204P What Are the Important Factors Related to Refugees' Service Provision?

Friday, January 18, 2019
Continental Parlors 1-3, Ballroom Level (Hilton San Francisco)
* noted as presenting author
Eunyoung Jang, MSW, Ph.D Cadidate, University of Missouri-Columbia, Columbia, MO
Mansoo Yu, PhD, Associate Professor, University of Missouri-Columbia, Columbia, MO

Due to the global refugee crisis, the United States is dealing with an increase number of refugee claimants. For instance, the number of refugees admitted to the U.S. has increased from 56,384 in 2011 to almost 85,000 in 2016 (Refugee Processing Center, 2018). Service providers are likely to meet first with refugees. However, little is known about what factors are associated with service provision for refugees among service providers. Prior research suggests that both personal and organizational factors be taken into consideration in the examination of service provision for refugees. Using a theoretical framework that combines the gateway provider model, cultural competence model, and organization theory, this study examined how social service provision for refugees is influenced by the service providers’ personal factors and organizational culture factors.


This non-experimental, cross-sectional study utilized an online survey to collect information from115 service providers who work for refugees. The data include demographics (gender, race/ethnicity, age, education level, and job titles), personal factors (knowledge of refugee, familiarity with community resources, and cultural competence), and organizational culture factors (proficiency, rigidity, and resistance), and service provision and referral. The United Nations High Commissioner for Refugees Resettlement Handbook of the United States of America (2014) was used to create a measure of 23 kinds of service provision and referral consisting of six domains: orientation, basic needs, assistance to access benefits, employment, health, and other services (e.g., transportation, translation, legal support). No interrelations between personal and organizational factors were found. Consequently, multiple regression analyses were used to examine relative effects of personal and organizational culture factors on service provision and referral.


The results showed that the age of the participated refugee service providers ranged from 23 to 75 with an average age of 36.3 years. Over three fourth (75.3%) of the participants were white, and most (81.5%) were females. More than half (59.6%) had completed a graduate degree. About one in three (62.3%) worked in the areas of refugee resettlement. The results of regression analyses revealed that familiarity with community resources positively predicted services such as basic needs, assistance to access benefits, employment, and other services whereas Cultural awareness/sensitivity negatively predicted health related service provision. Cultural competence positively predicted every domain of service provision. Refugee service providers who worked in a rigid culture organization were less likely to assist refugees with accessing the benefits they are eligible and job training compared to those providers working in a flexible environment. None of the other organizational culture factors predicted service provision and referral.
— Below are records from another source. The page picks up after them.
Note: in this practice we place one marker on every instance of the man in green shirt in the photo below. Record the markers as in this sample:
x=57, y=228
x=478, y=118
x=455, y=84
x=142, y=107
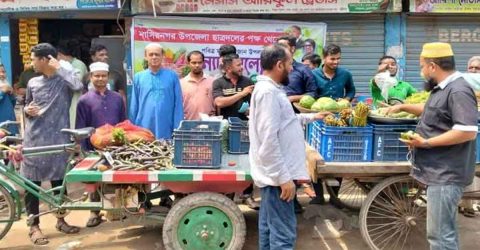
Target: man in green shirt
x=396, y=89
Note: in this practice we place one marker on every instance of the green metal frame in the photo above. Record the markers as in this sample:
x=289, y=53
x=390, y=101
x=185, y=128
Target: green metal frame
x=45, y=195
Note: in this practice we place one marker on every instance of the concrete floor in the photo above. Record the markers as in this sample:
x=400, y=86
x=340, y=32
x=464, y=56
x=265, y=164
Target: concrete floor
x=131, y=234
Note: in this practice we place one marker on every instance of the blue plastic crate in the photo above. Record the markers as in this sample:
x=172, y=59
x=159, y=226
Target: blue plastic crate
x=348, y=144
x=386, y=146
x=198, y=145
x=238, y=140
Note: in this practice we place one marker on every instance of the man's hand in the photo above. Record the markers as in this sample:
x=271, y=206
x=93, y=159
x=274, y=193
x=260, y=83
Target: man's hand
x=321, y=115
x=288, y=191
x=53, y=62
x=416, y=141
x=382, y=68
x=5, y=88
x=32, y=110
x=392, y=109
x=247, y=90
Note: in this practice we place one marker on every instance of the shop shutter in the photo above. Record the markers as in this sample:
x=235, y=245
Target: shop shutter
x=361, y=38
x=362, y=41
x=462, y=32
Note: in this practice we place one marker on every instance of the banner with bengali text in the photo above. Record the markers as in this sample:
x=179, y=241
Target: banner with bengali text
x=179, y=36
x=55, y=5
x=265, y=6
x=445, y=6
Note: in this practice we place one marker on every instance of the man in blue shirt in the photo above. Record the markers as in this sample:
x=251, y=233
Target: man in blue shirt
x=300, y=79
x=333, y=81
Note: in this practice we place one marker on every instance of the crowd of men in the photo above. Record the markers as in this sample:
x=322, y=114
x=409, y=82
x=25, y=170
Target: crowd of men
x=62, y=93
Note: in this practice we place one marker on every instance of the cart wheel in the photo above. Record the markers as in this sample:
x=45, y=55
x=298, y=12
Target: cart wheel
x=7, y=211
x=204, y=221
x=351, y=195
x=394, y=215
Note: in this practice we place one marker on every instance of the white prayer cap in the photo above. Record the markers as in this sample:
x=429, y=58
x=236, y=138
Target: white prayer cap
x=98, y=66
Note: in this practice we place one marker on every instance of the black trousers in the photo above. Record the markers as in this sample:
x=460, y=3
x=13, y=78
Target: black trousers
x=32, y=204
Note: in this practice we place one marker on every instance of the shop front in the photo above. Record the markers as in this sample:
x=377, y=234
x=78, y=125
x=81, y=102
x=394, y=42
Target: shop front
x=356, y=26
x=456, y=22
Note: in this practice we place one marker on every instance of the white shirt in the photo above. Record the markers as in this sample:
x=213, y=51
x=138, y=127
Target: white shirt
x=277, y=148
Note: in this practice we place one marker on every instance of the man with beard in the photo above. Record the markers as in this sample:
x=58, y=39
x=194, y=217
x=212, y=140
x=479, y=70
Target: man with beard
x=232, y=89
x=277, y=150
x=385, y=85
x=47, y=104
x=444, y=148
x=197, y=89
x=230, y=92
x=300, y=80
x=96, y=108
x=333, y=81
x=156, y=101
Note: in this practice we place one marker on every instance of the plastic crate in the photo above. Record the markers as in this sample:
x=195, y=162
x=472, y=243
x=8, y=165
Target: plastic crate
x=198, y=145
x=386, y=146
x=348, y=144
x=238, y=140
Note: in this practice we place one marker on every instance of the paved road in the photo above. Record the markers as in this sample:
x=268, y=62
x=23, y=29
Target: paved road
x=132, y=235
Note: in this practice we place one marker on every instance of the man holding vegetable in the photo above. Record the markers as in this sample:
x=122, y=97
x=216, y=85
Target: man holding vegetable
x=444, y=146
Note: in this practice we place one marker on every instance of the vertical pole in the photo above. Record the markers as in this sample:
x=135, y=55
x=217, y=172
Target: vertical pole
x=395, y=40
x=5, y=54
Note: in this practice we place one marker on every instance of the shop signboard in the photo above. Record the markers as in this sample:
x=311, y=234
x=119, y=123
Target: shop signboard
x=445, y=6
x=266, y=6
x=180, y=36
x=55, y=5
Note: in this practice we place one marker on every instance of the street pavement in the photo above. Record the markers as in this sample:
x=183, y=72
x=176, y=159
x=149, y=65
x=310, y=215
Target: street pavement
x=131, y=234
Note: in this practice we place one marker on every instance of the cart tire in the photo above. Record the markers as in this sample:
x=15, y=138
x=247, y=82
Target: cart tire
x=352, y=194
x=204, y=221
x=393, y=216
x=7, y=211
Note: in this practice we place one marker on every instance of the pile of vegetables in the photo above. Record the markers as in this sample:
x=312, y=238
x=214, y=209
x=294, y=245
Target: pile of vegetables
x=124, y=132
x=356, y=117
x=138, y=156
x=360, y=114
x=399, y=115
x=420, y=97
x=324, y=104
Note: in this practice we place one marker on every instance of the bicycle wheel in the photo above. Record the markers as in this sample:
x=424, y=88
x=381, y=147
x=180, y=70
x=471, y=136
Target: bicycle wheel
x=7, y=211
x=394, y=215
x=351, y=195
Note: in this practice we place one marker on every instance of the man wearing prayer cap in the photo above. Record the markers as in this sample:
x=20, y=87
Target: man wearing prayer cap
x=444, y=146
x=96, y=108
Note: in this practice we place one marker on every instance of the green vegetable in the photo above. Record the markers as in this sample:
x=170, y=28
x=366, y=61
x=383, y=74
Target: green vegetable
x=325, y=104
x=307, y=101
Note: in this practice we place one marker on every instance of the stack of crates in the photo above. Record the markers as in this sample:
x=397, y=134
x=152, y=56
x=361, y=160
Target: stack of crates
x=238, y=140
x=197, y=144
x=386, y=143
x=348, y=144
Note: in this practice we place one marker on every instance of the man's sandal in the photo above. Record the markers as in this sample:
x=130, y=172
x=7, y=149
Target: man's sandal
x=94, y=221
x=37, y=237
x=67, y=229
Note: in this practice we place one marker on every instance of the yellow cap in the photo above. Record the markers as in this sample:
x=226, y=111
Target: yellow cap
x=436, y=50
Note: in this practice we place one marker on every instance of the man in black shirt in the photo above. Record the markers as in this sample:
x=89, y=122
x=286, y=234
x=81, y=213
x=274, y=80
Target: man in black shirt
x=444, y=148
x=233, y=89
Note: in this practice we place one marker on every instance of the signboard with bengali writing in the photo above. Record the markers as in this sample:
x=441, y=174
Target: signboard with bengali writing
x=266, y=6
x=445, y=6
x=180, y=36
x=53, y=5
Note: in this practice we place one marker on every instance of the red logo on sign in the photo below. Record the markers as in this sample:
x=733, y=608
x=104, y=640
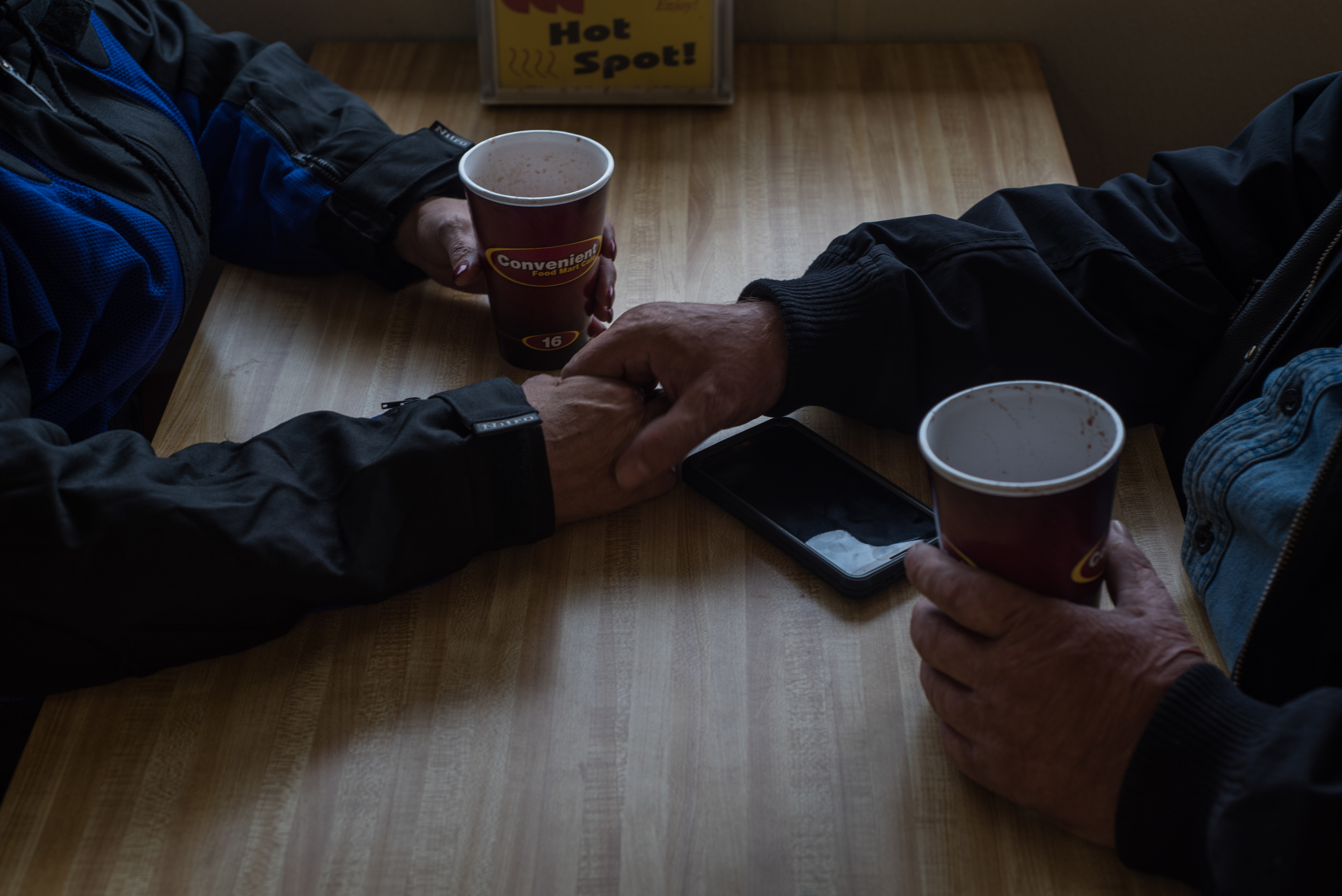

Conclusions and Implications

Our study showed that more personal than organizational factors are important in providing services to refugees. Service providers who are familiar with community resources and culturally competent are likely to provide a greater number of services. Trainings enhancing providers’ personal capability to be familiar with community resources and be culturally competent, and mainlining a flexible organizational environment may be useful in providing services to refugees. Implications for policy will be discussed.